I say, there have always been two Gods,
               the artificial one, a psychological feature
and the natural one of typhoons and stars.
You say, Snoopy probably ponders that
               when he lays on top of his dog house.

I; there is no future, no past, no present,
               human decay is the unknown eating
               ripe bodies. And meditative, brilliant
alertness is the sky snuggling on muddy soil,
green balloons lifting rusted train wheels,
rays of slow light children eaten…

You hold my hand, look me in the eyes &
               say; the kitchen window is open
and don't forget we're meeting Liz for dinner tonight.



From P
ortraits in G Minor (Folded Word, 2017). All rights reserved. Reprinted with the permission of the author.

On "Cool Breeze"

The first draft of this poem came at a good time for me.
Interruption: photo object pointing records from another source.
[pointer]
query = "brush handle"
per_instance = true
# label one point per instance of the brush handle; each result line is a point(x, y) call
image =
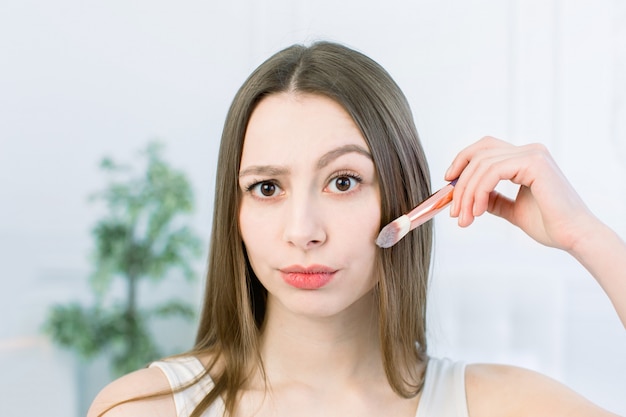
point(431, 206)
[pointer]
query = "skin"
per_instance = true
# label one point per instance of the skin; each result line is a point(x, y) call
point(320, 347)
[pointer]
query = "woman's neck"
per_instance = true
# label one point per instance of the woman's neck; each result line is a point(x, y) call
point(309, 350)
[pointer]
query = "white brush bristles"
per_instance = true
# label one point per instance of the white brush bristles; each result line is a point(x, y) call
point(393, 232)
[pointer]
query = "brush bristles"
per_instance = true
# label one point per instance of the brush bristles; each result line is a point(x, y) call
point(393, 232)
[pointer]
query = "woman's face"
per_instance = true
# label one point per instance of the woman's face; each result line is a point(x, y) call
point(310, 206)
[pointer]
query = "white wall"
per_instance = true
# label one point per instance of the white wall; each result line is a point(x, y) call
point(79, 80)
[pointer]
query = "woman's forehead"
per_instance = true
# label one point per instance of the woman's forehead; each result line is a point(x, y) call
point(292, 126)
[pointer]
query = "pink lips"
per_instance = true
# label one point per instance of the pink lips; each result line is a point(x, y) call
point(307, 278)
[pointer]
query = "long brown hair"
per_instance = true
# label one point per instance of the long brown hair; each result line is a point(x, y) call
point(234, 300)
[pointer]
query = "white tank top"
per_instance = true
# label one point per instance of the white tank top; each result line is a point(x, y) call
point(443, 394)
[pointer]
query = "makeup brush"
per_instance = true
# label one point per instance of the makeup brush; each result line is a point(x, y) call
point(426, 210)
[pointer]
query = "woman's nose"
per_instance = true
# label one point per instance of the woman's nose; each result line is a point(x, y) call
point(304, 222)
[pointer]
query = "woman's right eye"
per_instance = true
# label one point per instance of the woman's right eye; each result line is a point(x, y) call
point(264, 189)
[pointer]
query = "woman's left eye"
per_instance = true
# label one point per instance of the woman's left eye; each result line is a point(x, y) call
point(343, 183)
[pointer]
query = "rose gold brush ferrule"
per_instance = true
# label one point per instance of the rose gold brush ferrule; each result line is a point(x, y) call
point(431, 206)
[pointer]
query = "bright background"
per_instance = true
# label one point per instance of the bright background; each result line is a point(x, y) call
point(80, 80)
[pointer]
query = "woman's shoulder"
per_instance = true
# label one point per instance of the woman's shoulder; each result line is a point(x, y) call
point(510, 391)
point(145, 392)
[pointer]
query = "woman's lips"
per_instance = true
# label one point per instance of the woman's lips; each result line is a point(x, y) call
point(307, 278)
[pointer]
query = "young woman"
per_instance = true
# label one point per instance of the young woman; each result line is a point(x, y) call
point(303, 314)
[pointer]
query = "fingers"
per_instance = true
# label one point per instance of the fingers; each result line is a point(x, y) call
point(480, 167)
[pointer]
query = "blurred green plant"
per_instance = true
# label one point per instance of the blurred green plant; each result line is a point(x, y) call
point(142, 237)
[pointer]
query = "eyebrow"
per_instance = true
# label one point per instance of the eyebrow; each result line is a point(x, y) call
point(327, 158)
point(330, 156)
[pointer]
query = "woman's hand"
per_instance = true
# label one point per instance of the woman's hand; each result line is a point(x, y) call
point(546, 207)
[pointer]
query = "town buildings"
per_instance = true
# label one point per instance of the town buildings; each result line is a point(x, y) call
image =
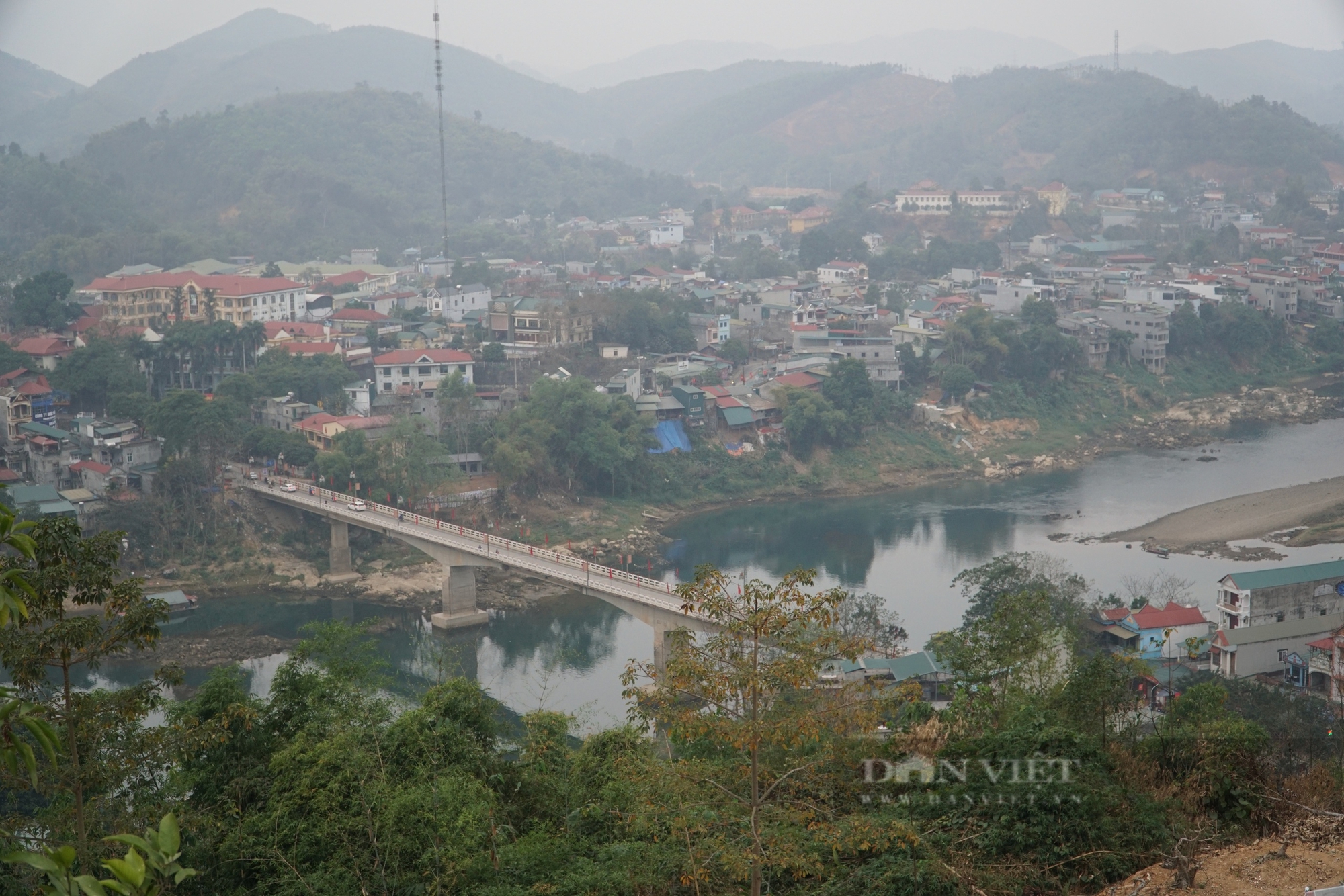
point(1147, 323)
point(420, 370)
point(154, 300)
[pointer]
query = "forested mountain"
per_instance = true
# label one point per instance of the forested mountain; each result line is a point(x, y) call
point(935, 53)
point(1091, 128)
point(1311, 81)
point(26, 85)
point(298, 177)
point(146, 85)
point(264, 53)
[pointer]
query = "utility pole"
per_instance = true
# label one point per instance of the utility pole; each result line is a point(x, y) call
point(443, 152)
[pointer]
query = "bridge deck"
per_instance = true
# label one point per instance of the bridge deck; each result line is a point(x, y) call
point(553, 565)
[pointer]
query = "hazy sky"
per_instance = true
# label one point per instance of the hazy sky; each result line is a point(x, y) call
point(85, 40)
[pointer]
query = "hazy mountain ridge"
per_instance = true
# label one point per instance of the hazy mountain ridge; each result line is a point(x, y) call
point(28, 85)
point(1026, 126)
point(1311, 81)
point(295, 177)
point(937, 53)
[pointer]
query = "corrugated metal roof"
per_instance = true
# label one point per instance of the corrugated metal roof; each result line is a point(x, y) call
point(1277, 631)
point(737, 416)
point(1287, 576)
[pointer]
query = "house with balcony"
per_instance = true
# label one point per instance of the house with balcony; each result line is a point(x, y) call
point(1265, 597)
point(420, 370)
point(1148, 323)
point(1092, 335)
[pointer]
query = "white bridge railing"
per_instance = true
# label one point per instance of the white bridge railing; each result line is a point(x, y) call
point(564, 566)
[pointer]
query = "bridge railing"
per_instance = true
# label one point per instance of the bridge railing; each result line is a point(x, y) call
point(587, 569)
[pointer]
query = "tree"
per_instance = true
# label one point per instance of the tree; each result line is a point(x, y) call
point(810, 421)
point(179, 300)
point(734, 350)
point(1186, 331)
point(252, 337)
point(92, 374)
point(986, 585)
point(1038, 312)
point(456, 401)
point(752, 726)
point(41, 302)
point(958, 379)
point(68, 573)
point(1120, 342)
point(850, 390)
point(1327, 337)
point(208, 303)
point(1014, 655)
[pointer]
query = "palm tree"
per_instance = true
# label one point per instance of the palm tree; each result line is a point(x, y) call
point(252, 337)
point(179, 299)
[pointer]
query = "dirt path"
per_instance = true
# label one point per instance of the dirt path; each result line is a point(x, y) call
point(1247, 517)
point(1248, 870)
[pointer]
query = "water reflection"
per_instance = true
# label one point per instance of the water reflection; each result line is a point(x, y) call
point(907, 546)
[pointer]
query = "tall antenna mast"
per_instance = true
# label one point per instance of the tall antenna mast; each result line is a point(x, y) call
point(443, 151)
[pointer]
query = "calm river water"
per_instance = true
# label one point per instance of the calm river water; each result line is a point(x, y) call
point(905, 546)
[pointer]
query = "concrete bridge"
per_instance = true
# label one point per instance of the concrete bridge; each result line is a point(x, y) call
point(462, 550)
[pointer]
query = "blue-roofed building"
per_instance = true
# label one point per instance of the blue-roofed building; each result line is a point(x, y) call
point(1280, 594)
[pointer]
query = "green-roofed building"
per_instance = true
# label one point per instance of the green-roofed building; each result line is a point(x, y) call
point(44, 498)
point(923, 668)
point(1280, 594)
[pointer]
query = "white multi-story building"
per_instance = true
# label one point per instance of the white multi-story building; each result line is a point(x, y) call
point(1150, 326)
point(667, 234)
point(420, 370)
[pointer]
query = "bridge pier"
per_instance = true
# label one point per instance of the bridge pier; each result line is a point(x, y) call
point(459, 600)
point(662, 647)
point(339, 555)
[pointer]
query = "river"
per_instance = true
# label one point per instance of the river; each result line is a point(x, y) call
point(905, 546)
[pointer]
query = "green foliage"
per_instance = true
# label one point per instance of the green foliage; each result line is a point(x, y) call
point(647, 320)
point(1329, 337)
point(236, 182)
point(569, 435)
point(96, 373)
point(267, 443)
point(734, 350)
point(810, 421)
point(984, 586)
point(42, 302)
point(958, 379)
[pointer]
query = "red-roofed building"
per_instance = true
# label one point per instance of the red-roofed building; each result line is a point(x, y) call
point(322, 429)
point(287, 332)
point(800, 381)
point(1171, 632)
point(48, 351)
point(311, 350)
point(420, 370)
point(1334, 255)
point(93, 476)
point(151, 300)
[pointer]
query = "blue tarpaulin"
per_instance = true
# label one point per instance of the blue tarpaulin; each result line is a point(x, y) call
point(671, 437)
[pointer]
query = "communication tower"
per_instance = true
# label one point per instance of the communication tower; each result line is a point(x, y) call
point(443, 152)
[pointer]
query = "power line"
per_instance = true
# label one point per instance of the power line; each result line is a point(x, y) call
point(443, 151)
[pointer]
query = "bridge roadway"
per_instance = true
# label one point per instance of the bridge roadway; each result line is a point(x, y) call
point(460, 549)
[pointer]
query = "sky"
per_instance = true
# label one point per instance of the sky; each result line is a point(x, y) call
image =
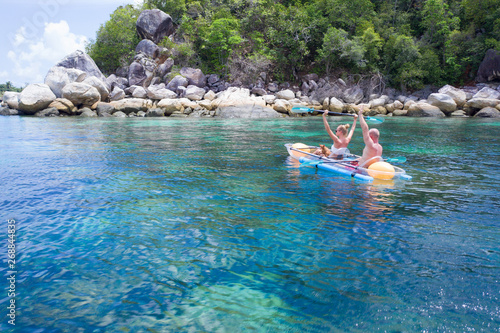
point(37, 34)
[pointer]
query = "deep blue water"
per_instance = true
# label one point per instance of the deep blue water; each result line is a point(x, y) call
point(203, 225)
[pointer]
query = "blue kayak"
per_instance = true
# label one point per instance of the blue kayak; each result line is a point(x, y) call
point(347, 166)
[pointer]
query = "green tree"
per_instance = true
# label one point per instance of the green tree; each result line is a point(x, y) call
point(116, 40)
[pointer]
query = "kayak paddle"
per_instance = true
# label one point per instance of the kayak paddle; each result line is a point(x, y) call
point(303, 109)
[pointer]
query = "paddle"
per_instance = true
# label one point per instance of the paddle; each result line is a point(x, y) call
point(303, 109)
point(399, 159)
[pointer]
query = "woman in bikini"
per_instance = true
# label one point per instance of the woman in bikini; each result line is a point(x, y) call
point(340, 138)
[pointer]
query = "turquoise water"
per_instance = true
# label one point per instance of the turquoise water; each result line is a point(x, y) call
point(203, 225)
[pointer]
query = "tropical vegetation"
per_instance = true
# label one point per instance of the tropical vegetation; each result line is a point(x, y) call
point(410, 43)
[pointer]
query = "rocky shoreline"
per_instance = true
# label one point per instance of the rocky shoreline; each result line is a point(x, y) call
point(148, 88)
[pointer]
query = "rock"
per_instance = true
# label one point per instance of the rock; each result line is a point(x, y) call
point(206, 104)
point(489, 69)
point(488, 112)
point(6, 111)
point(480, 103)
point(194, 93)
point(35, 97)
point(48, 112)
point(82, 61)
point(99, 85)
point(116, 94)
point(210, 95)
point(353, 95)
point(11, 99)
point(165, 67)
point(87, 113)
point(282, 106)
point(148, 48)
point(156, 112)
point(286, 94)
point(269, 99)
point(153, 24)
point(136, 74)
point(487, 92)
point(443, 101)
point(81, 94)
point(422, 109)
point(159, 92)
point(170, 105)
point(194, 76)
point(139, 92)
point(458, 113)
point(105, 109)
point(59, 76)
point(272, 87)
point(64, 105)
point(459, 96)
point(176, 82)
point(336, 105)
point(129, 105)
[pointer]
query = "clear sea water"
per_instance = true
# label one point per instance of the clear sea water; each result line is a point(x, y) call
point(204, 225)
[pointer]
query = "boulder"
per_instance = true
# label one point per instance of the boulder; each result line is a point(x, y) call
point(194, 93)
point(64, 105)
point(11, 99)
point(487, 92)
point(139, 92)
point(488, 112)
point(154, 24)
point(116, 94)
point(99, 85)
point(82, 61)
point(176, 82)
point(136, 74)
point(81, 94)
point(286, 94)
point(353, 95)
point(6, 111)
point(481, 103)
point(170, 105)
point(35, 97)
point(159, 92)
point(129, 105)
point(156, 112)
point(422, 109)
point(48, 112)
point(282, 106)
point(489, 69)
point(105, 109)
point(87, 113)
point(459, 96)
point(59, 76)
point(194, 76)
point(443, 101)
point(148, 48)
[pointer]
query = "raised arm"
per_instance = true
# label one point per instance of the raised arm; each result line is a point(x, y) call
point(364, 128)
point(351, 132)
point(327, 127)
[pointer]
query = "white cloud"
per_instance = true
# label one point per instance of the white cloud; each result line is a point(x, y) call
point(32, 58)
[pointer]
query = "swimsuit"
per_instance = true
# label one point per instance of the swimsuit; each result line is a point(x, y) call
point(339, 152)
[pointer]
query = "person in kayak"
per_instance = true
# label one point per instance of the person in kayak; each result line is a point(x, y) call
point(341, 139)
point(372, 148)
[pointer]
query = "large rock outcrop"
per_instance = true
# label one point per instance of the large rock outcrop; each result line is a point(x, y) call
point(154, 24)
point(82, 61)
point(35, 97)
point(489, 70)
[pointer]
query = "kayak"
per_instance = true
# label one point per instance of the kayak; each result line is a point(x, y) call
point(348, 166)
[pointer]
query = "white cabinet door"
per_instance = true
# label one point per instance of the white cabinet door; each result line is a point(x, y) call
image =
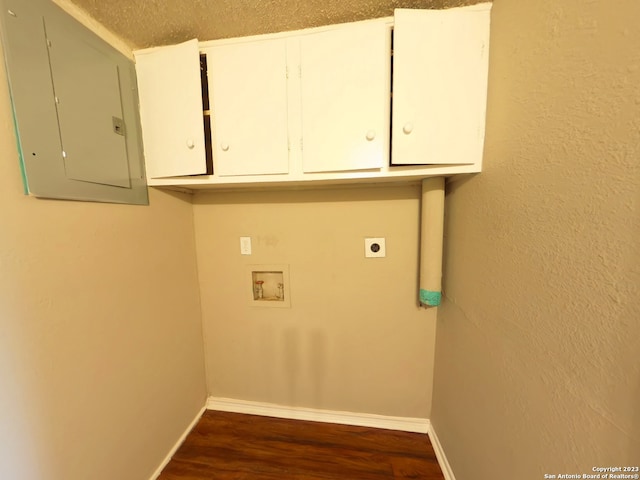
point(248, 88)
point(440, 85)
point(170, 93)
point(345, 83)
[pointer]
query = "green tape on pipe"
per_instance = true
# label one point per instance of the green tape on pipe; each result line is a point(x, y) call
point(430, 298)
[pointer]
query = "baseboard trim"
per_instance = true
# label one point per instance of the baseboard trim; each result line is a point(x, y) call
point(442, 458)
point(180, 441)
point(406, 424)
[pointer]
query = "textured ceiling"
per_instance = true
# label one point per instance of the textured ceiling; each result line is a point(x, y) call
point(147, 23)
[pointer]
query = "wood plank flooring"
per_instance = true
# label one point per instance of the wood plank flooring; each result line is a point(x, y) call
point(232, 446)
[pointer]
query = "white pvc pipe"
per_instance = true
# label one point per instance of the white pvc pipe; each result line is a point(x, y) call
point(431, 240)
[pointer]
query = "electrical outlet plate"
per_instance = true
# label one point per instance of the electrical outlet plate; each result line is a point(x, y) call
point(245, 245)
point(374, 247)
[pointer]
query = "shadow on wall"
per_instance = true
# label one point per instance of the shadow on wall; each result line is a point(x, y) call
point(305, 361)
point(354, 193)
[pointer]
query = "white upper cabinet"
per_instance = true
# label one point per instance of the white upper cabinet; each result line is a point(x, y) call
point(440, 60)
point(345, 97)
point(170, 92)
point(248, 88)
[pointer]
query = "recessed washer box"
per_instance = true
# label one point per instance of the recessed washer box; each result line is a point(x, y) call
point(269, 285)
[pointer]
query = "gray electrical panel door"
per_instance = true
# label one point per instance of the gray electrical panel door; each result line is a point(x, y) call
point(75, 106)
point(86, 86)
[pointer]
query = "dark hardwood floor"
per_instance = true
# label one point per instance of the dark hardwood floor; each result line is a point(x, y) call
point(232, 446)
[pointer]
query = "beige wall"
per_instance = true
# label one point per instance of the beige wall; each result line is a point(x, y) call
point(101, 360)
point(354, 338)
point(537, 360)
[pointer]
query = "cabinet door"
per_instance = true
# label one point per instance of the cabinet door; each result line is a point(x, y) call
point(248, 91)
point(170, 94)
point(440, 60)
point(345, 84)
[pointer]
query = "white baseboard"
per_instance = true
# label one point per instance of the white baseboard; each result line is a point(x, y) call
point(175, 448)
point(442, 458)
point(406, 424)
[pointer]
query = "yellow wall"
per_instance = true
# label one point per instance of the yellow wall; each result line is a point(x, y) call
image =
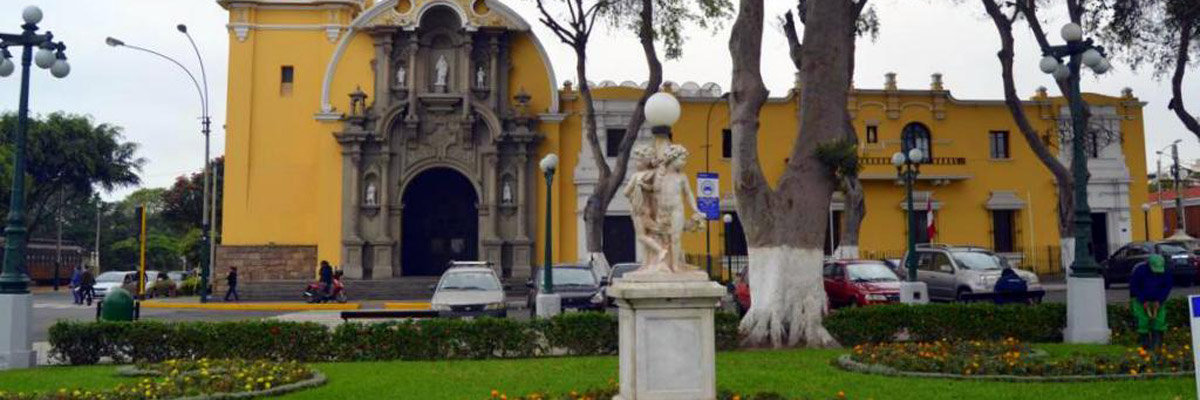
point(283, 177)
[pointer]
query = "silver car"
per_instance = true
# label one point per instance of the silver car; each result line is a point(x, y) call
point(960, 273)
point(469, 292)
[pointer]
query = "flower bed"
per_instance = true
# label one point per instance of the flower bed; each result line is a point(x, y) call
point(204, 378)
point(1011, 360)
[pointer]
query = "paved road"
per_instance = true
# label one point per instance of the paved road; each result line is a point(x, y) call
point(53, 306)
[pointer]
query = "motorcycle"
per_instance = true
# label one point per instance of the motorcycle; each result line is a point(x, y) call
point(313, 293)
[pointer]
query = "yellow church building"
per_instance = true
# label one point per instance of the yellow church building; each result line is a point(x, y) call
point(393, 136)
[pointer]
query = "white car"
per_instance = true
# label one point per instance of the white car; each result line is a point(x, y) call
point(469, 292)
point(112, 279)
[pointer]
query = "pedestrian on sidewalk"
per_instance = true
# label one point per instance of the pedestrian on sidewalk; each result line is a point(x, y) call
point(232, 279)
point(88, 286)
point(76, 279)
point(1149, 288)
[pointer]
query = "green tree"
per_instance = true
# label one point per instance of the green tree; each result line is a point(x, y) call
point(1162, 34)
point(654, 22)
point(69, 159)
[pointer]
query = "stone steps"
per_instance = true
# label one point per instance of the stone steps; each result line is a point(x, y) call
point(401, 288)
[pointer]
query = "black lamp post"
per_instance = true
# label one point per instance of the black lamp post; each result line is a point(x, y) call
point(907, 168)
point(1080, 53)
point(549, 163)
point(1145, 219)
point(49, 55)
point(207, 225)
point(729, 261)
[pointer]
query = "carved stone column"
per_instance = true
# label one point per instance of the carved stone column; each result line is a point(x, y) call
point(352, 242)
point(383, 42)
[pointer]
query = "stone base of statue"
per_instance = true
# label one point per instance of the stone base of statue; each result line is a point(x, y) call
point(667, 342)
point(1087, 318)
point(547, 305)
point(16, 323)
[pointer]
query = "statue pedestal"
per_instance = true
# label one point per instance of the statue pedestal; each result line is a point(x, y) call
point(667, 342)
point(16, 327)
point(1087, 320)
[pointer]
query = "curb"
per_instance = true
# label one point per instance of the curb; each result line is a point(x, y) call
point(251, 306)
point(407, 305)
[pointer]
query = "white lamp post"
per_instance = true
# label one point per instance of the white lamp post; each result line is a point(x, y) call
point(549, 303)
point(1086, 315)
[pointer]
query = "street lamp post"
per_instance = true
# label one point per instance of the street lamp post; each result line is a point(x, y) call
point(729, 261)
point(1086, 314)
point(907, 168)
point(16, 302)
point(207, 225)
point(1145, 219)
point(549, 303)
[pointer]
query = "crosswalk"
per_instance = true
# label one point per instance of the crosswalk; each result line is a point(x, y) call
point(59, 306)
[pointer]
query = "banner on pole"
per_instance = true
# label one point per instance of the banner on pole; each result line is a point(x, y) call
point(708, 195)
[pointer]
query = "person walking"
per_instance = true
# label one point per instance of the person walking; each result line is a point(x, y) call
point(87, 286)
point(76, 279)
point(232, 280)
point(327, 278)
point(1149, 287)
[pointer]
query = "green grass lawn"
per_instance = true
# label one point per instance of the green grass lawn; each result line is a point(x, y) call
point(795, 372)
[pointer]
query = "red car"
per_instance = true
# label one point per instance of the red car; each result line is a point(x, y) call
point(851, 282)
point(856, 282)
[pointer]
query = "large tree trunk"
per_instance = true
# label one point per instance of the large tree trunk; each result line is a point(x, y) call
point(1062, 177)
point(785, 227)
point(1181, 63)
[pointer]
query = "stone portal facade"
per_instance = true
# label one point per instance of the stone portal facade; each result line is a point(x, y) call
point(442, 102)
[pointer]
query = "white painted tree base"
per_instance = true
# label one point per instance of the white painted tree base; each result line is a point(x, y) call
point(1087, 320)
point(667, 338)
point(549, 305)
point(787, 298)
point(16, 327)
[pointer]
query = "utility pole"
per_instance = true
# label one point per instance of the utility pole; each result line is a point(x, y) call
point(1179, 196)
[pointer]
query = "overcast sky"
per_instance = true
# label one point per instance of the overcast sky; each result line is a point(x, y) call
point(159, 107)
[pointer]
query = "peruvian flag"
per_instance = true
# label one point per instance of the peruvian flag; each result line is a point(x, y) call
point(930, 228)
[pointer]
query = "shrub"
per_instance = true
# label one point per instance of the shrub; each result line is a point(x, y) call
point(1011, 357)
point(149, 341)
point(977, 321)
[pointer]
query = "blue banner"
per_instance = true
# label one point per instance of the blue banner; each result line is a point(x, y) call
point(708, 195)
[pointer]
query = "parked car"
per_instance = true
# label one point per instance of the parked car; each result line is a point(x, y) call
point(1182, 263)
point(112, 279)
point(575, 284)
point(617, 270)
point(857, 282)
point(959, 273)
point(742, 292)
point(469, 292)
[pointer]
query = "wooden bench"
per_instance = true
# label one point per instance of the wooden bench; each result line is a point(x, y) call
point(388, 314)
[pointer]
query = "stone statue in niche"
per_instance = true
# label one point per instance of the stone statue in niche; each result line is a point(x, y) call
point(507, 192)
point(372, 196)
point(657, 192)
point(442, 70)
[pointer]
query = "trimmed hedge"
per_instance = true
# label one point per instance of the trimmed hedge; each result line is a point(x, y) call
point(151, 341)
point(976, 321)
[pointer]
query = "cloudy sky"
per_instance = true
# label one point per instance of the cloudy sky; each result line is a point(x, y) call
point(159, 106)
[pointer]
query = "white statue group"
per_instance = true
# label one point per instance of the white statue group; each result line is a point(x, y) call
point(657, 193)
My second year at NYU's MFA was about to start. I had wanted for decades to move to New York City. The chronic pain I had been living with for two years had finally subsided. Summer wind was blowing through our railroad apartment. I sat alone in the kitchen while my wife was at work. The first two lines are a close steal from Rumi (more or less); I was feeling it. But almost immediately it seemed like an exaggeration. I heard a conflict; I imagined what my wife might say; I wrote the third line, and the form of the poem took shape in the dialogue. Then I wanted more of that initial voice.

I feel these are two poems fitted into each other to form one. The two registers of language (meditative versus colloquial), accentuate the other–both voices are valid. In stanza three I pushed the poem philosophically and grammatically in part to highlight the beauty of the clear and mundane language of the last stanza. There is a movement towards love in this last stanza: the reaching for the hand; the "I" voice listening and acknowledging. Just as the two language registers need each other grammatically in a play of comparison and contrast, so do the speakers.